Genetic diversity or variation is critical for species' ability to survive. For salmon, it means that if a disease strikes, water levels drop, or temperatures rise, some fish will have the genetic traits to survive, reproduce, and ensure that the species persists.
Johnson said they weren’t able to pinpoint an exact cause of the decline, but it started happening right around the time European settlers reached the area.
“It could be any number of things: different pressure from Native Americans, different exploitation when Europeans arrived and started fishing, the dams, all of those things combined,” Johnson said.
The researchers wanted to learn more about the loss of genetic diversity during different points in time. They tried hard to get fish DNA from the late 18th century when the first Europeans arrived in the region, and the early 20th century, when the first dams were built, Johnson said. But the samples didn’t work out.

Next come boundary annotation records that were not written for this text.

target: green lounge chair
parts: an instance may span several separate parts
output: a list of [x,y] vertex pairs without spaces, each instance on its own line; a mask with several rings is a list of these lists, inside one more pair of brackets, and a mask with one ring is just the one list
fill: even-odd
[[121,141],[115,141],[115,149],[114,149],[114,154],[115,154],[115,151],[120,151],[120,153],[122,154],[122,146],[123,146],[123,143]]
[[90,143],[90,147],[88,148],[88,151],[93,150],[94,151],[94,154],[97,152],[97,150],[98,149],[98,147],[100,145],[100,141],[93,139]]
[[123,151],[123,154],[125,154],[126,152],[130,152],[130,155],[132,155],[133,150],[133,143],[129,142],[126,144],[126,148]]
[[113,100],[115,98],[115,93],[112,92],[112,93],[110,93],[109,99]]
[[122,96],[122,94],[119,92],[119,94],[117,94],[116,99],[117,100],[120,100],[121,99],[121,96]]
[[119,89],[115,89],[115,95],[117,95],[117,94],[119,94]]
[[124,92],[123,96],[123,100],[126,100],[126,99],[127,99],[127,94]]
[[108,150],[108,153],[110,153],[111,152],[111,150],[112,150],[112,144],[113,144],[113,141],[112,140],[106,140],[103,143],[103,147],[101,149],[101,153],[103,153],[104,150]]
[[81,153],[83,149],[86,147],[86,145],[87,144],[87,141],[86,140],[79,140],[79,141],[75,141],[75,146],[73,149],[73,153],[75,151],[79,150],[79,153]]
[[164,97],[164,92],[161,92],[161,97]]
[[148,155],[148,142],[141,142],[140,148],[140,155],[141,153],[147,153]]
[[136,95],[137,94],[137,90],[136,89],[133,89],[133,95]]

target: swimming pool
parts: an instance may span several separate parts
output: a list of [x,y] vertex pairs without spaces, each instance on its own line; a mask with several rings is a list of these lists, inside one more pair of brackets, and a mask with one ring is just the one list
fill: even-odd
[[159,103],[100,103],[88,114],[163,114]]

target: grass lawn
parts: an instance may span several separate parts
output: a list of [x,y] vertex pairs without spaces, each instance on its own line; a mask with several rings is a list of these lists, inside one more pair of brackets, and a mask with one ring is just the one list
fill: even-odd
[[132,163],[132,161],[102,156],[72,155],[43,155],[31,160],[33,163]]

Researchers ended up testing the mitochondrial DNA from 84 ancient fish, and compared that with 379 modern fish DNA samples from the same areas.
Handling the ancient bone samples was incredibly challenging, Johnson said.
The university worked with the Spokane Tribe of Indians and the Confederated Tribes of the Colville Reservation.
The ancient bones were part of the Bureau of Reclamation's archaeological collection, which are mandated to be open to research, said Jackie Cook, Colville Tribe repatriation specialist.
Cook said the tribe is happy the collections are providing new information.
“We’re always looking for ways to enhance and bring back our salmon population. … The collections are significant for our ancient history research and to understand more about our ancient populations of fish. That strengthens our fight for preservation and restoration,” Cook said.
Cook said archeological resources — including ancient fish and other fauna — have been collected from Columbia River sites since the 1940s. She said lots of archeological work has gone on, after the Grand Coulee dam was built.
“Any archeological site, as a rule of thumb, you’re bound to find a variety of materials. That includes faunal remains from fish and turtles and deer and antelope and buffalo,” Cook said. “Those are generally collected, and fortunately the preservation was really good on some of them.”
In the lab, Johnson said they wore double sets of gloves, hairnets and face masks so they didn’t contaminate the samples. They tested ancient DNA samples in much smaller batches -- eight at a time compared to 96 at a time with modern DNA samples.
“Some of the (ancient DNA) samples you only have one or two tries, and so if it doesn’t work, that sample is gone forever. And so is the data,” Johnson said.
Surprisingly, Johnson said, the researchers discovered that more genetic diversity had been lost among chinook salmon in the upper Columbia River than fish in the Snake River. They also looked at ancient samples of chinook from the Spokane River, where salmon have not reached since 1911, when a dam was built.
“Sometimes (studying these ancient samples) lets us see things that are gone,” Johnson said. “DNA is a way to go back in time.”
Although this information doesn’t help out with fish management decisions, she thinks having this baseline is good information moving forward.
“It does say, ‘Hey, we had a lot of genetic diversity, and now we don’t.’ I think it’s important because as scientists, you don’t want to run around just with assumptions,” Johnson said.
The study was published in the journal PLOS One.